In a linear function, the slope represents how steep the line is. It's a measure of change, specifically "rise over run." In the equation \( y = mx + b \), the slope \( m \) is the coefficient of \( x \). It's crucial because it tells us how to move from one point to another along the line. For the function \( f(x) = \frac{1}{2}x - 2 \), the slope \( m \) is \( \frac{1}{2} \). This means that for every 2 units you move horizontally to the right, you move 1 unit up.
Understanding slope is about recognizing this consistent rate of change.
The slope can be positive, negative, zero, or undefined:

• Positive slope: line rises as it moves to the right.
• Negative slope: line falls as it moves to the right.
• Zero slope: line is horizontal.
• Undefined slope: line is vertical.

In our example, \( \frac{1}{2} \) is a positive slope, so the line rises gently upwards.

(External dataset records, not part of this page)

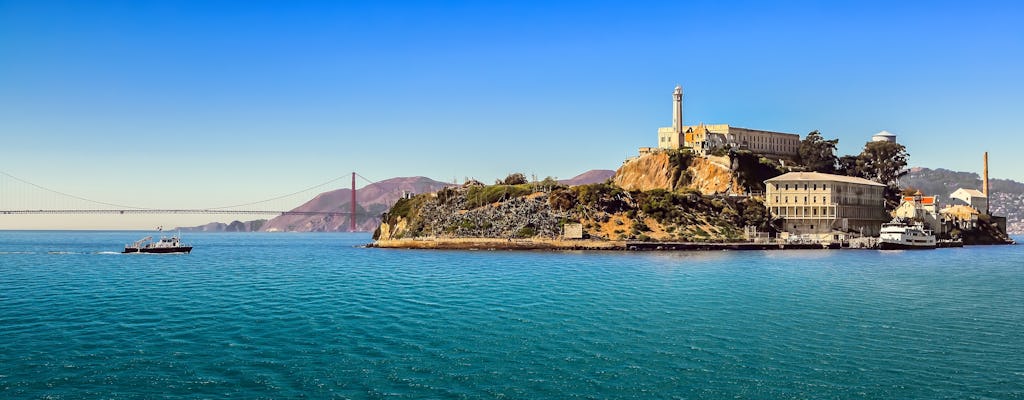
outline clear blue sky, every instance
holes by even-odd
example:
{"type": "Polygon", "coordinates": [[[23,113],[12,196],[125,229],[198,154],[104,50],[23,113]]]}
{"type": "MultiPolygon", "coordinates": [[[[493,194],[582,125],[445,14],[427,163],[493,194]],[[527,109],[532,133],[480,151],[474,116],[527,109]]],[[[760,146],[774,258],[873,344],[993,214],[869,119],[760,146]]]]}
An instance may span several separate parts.
{"type": "Polygon", "coordinates": [[[911,165],[980,172],[987,150],[993,177],[1024,181],[1022,11],[0,0],[0,171],[150,207],[259,200],[353,170],[568,178],[655,145],[678,83],[687,123],[817,129],[841,154],[885,129],[911,165]]]}

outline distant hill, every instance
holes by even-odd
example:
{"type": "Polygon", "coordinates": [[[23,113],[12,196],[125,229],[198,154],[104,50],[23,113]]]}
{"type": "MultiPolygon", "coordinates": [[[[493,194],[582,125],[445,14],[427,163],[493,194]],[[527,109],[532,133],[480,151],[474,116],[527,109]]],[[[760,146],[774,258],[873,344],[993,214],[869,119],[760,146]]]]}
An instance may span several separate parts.
{"type": "MultiPolygon", "coordinates": [[[[436,192],[449,183],[416,176],[391,178],[369,184],[356,190],[357,231],[373,231],[380,224],[380,215],[402,197],[403,193],[421,194],[436,192]]],[[[348,212],[352,198],[351,189],[338,189],[318,194],[312,200],[291,211],[338,211],[348,212]]],[[[344,232],[349,230],[347,216],[330,215],[281,215],[267,221],[261,227],[265,232],[344,232]]]]}
{"type": "Polygon", "coordinates": [[[185,232],[252,232],[260,230],[260,227],[265,224],[267,220],[257,219],[255,221],[232,221],[230,224],[223,222],[211,222],[206,225],[175,228],[175,230],[181,230],[185,232]]]}
{"type": "MultiPolygon", "coordinates": [[[[1009,179],[989,179],[989,211],[1006,217],[1006,232],[1024,234],[1024,183],[1009,179]]],[[[926,195],[939,196],[942,204],[949,204],[949,194],[959,188],[981,190],[981,177],[974,172],[950,171],[937,168],[911,168],[900,178],[904,189],[914,188],[926,195]]]]}
{"type": "MultiPolygon", "coordinates": [[[[436,192],[450,183],[422,176],[391,178],[356,189],[356,230],[371,232],[380,224],[380,215],[391,208],[403,194],[436,192]]],[[[350,211],[351,189],[324,192],[290,210],[304,212],[350,211]]],[[[271,220],[234,221],[230,224],[211,222],[206,225],[176,228],[187,232],[345,232],[348,216],[280,215],[271,220]]]]}
{"type": "Polygon", "coordinates": [[[615,171],[610,169],[592,169],[576,175],[572,179],[560,179],[558,183],[568,186],[589,185],[592,183],[604,182],[611,179],[613,176],[615,176],[615,171]]]}

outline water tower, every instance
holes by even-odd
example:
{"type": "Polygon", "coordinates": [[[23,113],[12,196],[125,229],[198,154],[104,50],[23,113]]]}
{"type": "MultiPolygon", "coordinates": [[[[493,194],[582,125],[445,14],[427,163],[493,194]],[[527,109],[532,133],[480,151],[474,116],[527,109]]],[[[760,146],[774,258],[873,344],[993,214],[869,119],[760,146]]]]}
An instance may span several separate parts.
{"type": "Polygon", "coordinates": [[[889,133],[889,131],[881,131],[872,136],[871,141],[896,143],[896,135],[889,133]]]}

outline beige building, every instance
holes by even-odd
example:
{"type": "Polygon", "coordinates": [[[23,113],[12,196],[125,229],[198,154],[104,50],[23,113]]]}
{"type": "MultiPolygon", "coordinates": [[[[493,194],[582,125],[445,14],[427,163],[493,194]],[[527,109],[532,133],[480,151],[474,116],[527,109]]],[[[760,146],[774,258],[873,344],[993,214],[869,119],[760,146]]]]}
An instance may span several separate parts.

The y-intercept of a line is where it crosses the y-axis. It's represented by \( b \) in the linear equation \( y = mx + b \). This point is vital because it gives us a starting location for graphing our line. In the function \( f(x) = \frac{1}{2}x - 2 \), the y-intercept \( b \) is equal to -2.
So, the line crosses the y-axis at the point (0, -2).
The y-intercept is the point where the value of \( x \) is 0. By plotting this point first, you establish a reference from which you can use the slope to plot additional points.
Often, students find visualizing the y-intercept straightforward as it is a definite position where any line drawn would strike the vertical axis of the graph.

Graphing a linear function involves accurately plotting its points on a Cartesian plane and drawing a line through them. The most intuitive approach starts with plotting the y-intercept, then uses the slope to find other points. Let's go through the function \( f(x) = \frac{1}{2}x - 2 \):

• Step 1: Start with the y-intercept at (0, -2). Plot this on the y-axis.
• Step 2: Use the slope \( \frac{1}{2} \): from (0, -2), move up 1 unit (the "rise") and right 2 units (the "run") to locate the next point at (2, -1).
• Step 3: Plot the second point (2, -1).
• Step 4: Use a ruler to draw a straight line through both points.

As simple as it sounds, precision in these steps ensures accuracy. By connecting these points correctly, you visually represent the linear relationship defined by your equation. Graphing not only provides a visual aspect but also strengthens the understanding of how algebraic changes affect visual output.